Before getting to the problem and the solution I’ll explain what and how consul and consul-replicate do in the context of vault.
The solution to georedundancy in this context is simple and already has been applied for other software in the very same way. This article is specifically aimed at the solution in the context of vault, consul and consul-replicate.
Vault - shared credential storage
Consul - Zookeeper. In Go. From Hashicorp.
Consul-Replicate - k/v replication daemon for consul
Consul is a lot like Zookeeper - it provides service-discovery, basic health-checks and a key/value storage. Multi-DC setups are possible and supported, though for the k/v storage this means relaying requests to other dc’s instead of cross-dc replication.
As seen in the figure above a Consul cluster over multiple DCs consists of at least five parts:
- two Consul nodes
- two LAN clusters
- one WAN cluster
The k/v storage is special in this case since consul doesn’t keep a transaction log.

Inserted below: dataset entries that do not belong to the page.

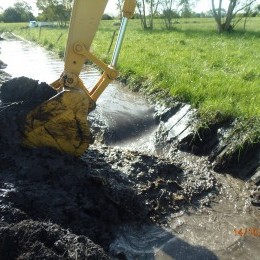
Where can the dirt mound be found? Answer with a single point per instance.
(55, 206)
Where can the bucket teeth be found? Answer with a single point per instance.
(60, 123)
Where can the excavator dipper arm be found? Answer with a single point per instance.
(61, 122)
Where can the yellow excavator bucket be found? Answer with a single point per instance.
(61, 122)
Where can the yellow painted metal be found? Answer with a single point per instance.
(60, 123)
(129, 8)
(85, 18)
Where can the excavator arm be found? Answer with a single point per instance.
(61, 122)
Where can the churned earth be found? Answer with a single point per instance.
(56, 206)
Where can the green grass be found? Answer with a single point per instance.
(219, 74)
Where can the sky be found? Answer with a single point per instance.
(202, 6)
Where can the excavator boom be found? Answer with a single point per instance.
(61, 122)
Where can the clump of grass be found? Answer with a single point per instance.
(216, 73)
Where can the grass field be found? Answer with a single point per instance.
(219, 74)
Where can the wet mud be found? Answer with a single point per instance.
(62, 207)
(157, 196)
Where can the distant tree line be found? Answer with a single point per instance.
(147, 10)
(20, 12)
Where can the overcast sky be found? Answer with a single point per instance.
(203, 5)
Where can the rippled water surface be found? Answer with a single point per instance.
(206, 233)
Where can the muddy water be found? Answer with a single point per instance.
(198, 233)
(119, 111)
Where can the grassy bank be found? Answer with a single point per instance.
(217, 74)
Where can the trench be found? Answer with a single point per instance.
(130, 124)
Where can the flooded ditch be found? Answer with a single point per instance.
(133, 195)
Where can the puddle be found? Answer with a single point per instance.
(122, 112)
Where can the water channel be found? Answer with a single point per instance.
(131, 121)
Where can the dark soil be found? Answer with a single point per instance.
(55, 206)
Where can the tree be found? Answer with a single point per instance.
(234, 7)
(186, 8)
(147, 10)
(20, 12)
(55, 10)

Doing master-master replication without such is not not possible1. Cross-DC connections have a delay too high for simple replication.
As a compromise UDP could be used, but this would result in essentially no data integrity, which is not acceptable for use with a credential storage.
Consul-Replicate is Hashicorps solution to realise cross-dc replication of Consul’s k/v storage.
The premise is simple - consul-replicate retrieves a all k/v pairs from a set prefix from a defined dc and applies these exactly to the local2 k/v storage, from where the information is transferred to the other nodes through gossip.
That means the following applies:
- if a key in the remote dc exists, it is created locally
- if a key in the remote dc does not exist, it is deleted locally
Which brings in the problem.
Within the same dc the latency is low enough to distribute k/v pairs in a master-master fashion3. WAN gossip would most certainly cause lost information.
The same applies to k/v pairs replicated with consul-replicate.
Assume dc A and B, both replicate to the same prefix and the network in both directions is clear.
The following will happen:
- replicator in dc A retrieves k/v pairs from dc B
- replicator in dc B retrieves k/v pairs from dc A
- user writes k/v pair to the replicated prefix in dc B
- replicator in dc A gets the k/v pairs from dc B with the just written k/v pair
- replicator in dc B gets the k/v pairs from dc A without the just written k/v pair
- replicator in dc A writes the k/v pair that is missing locally
- replicator in dc B deletes the k/v pair the didn’t exist in dc A at the time of the requests
And this happens in tandem over and over until the delay for one of the requests is just high enough for the key to persist or to vanish.
This is the most common problem with master-master replication and usually solved by a transaction log with attached timestamps. Hence in master-master replication not values but changes are actually being replicated.
The solution is simple - don’t use master-master replication. Neither consul, nor consul-replicate, nor vault are suited for that task.
My solution to getting consul and vault georedundant is to created one consul-replicate configuration per target dc, using consuls locks (to only have one replication-daemon per dc) and a service wrapping around consul-replicate.
The service is just a shell script continuously checking for the vault leader, looking up which dc this leader is in and checking if it is another dc.#!/usr/bin/env sh # MIT License Copyright(c) Nelo-T. Wallus
My own script includes a few more sanity-checks, but these are environment-specific (also, they don’t contribute towards explaining the solution).
This script is handled by the service daemon. In theory it’d be possible to make consul-replicate it’s own service and let this script act as a hypervisor service, but that’d allow to enforce starting the consul-replicate service without checking the leader dc. Hence not a save and shippable solution.
The kill signal for the service is simply SIGHUP. The trap stops the replication-daemon gracefully and then exits.
As a side note, since that has regularly spawned questions on the mailing list and tickets - the replication has to be done before initializing vault. Otherwise each dc will have a different key and their own leaders, which - if the above approach is being used - causes all replication daemons to start replicating from the first dc they check (since each dc will have a leader), resulting in the original problem. Just messier.
When you have the replication set up initializing one vault node should bring the required k/v’s to the other dc’s, returning that they’re now initialized and allowing you to unlock them.
I want to note here that it is easier to use a patched consul-replicate
which allows to define a prefix and to exclude the prefixes you don’t
want to replicate, namely
vault/sys/expire - though I’m not so sure if
non-leaders are actually attempting to execute expiries.
In the end I don’t think this is a satisfying setup. It works, it is somewhat reliable, it doesn’t cause lost secrets unless your leader is constantly switching dc’s. However I’ll probably switch to a backend which supports cross-dc replication natively.